Cuore operativo del progetto è la Portineria di Comunità, dotata di un fulcro centrale all’interno del Palazzo di Corviale e di cinque Punti di Comunità distribuiti sul territorio. Non si tratta di un semplice sportello informativo, ma di uno spazio di ascolto, orientamento, accoglienza e presa in carico, dove le persone trovano risposte integrate ai propri bisogni. La Portineria coordina tutti i servizi del progetto.
Il progetto mette a disposizione un’ampia gamma di servizi dedicati alla salute mentale e al benessere psicofisico: uno sportello psicologico individuale per adulti in situazioni di stress o difficoltà relazionali; un supporto psicologico informale integrato nelle attività sportive ed educative per i giovani; un servizio di assistenza leggera domiciliare per favorire l’autonomia e contrastare la solitudine; uno sportello dedicato alle dipendenze da sostanze, gioco d’azzardo e comportamenti compulsivi; laboratori di educazione alimentare per famiglie e ragazzi.
Il rafforzamento della coesione sociale si concretizza attraverso laboratori creativi – artistici, musicali e audiovisivi –, attività sportive per bambini e adolescenti, un laboratorio di arteterapia e pittura energetica, un orto comunitario intergenerazionale, il programma “Argento Dinamico” per gli over 60, percorsi antitruffa in collaborazione con la Polizia di Stato e un’Unità di strada con operatori sociali presenti nei luoghi di vita del quartiere.

(Foto Coordinamento Caro Corviale)

Grande attenzione è riservata ai bambini, agli adolescenti e alle famiglie.
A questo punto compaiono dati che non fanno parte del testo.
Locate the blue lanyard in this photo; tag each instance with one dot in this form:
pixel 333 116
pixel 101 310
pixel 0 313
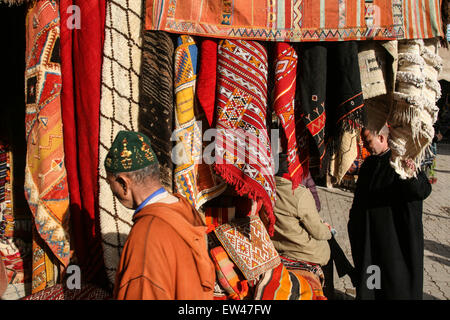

Il progetto prevede mediazione scolastica, tutoraggio individuale e di gruppo, uno spazio di ascolto psicologico per preadolescenti e adolescenti, orientamento scolastico e professionale, ed educativa di strada per i giovani più distanti dai servizi. Attraverso il programma “Famiglie in dialogo”, il progetto accompagna i nuclei familiari nel riconoscimento precoce delle situazioni di disagio, nel miglioramento della comunicazione interna e nella costruzione di reti di sostegno reciproco.
Tra le azioni più innovative figura la Dispensa solidale itinerante, un servizio mobile che distribuisce beni alimentari e offre contestualmente ascolto, orientamento e supporto sociale.
Una specifica linea d’intervento è dedicata all’occupazione e all’inclusione lavorativa, con particolare attenzione ai giovani, ai Neet e alle donne.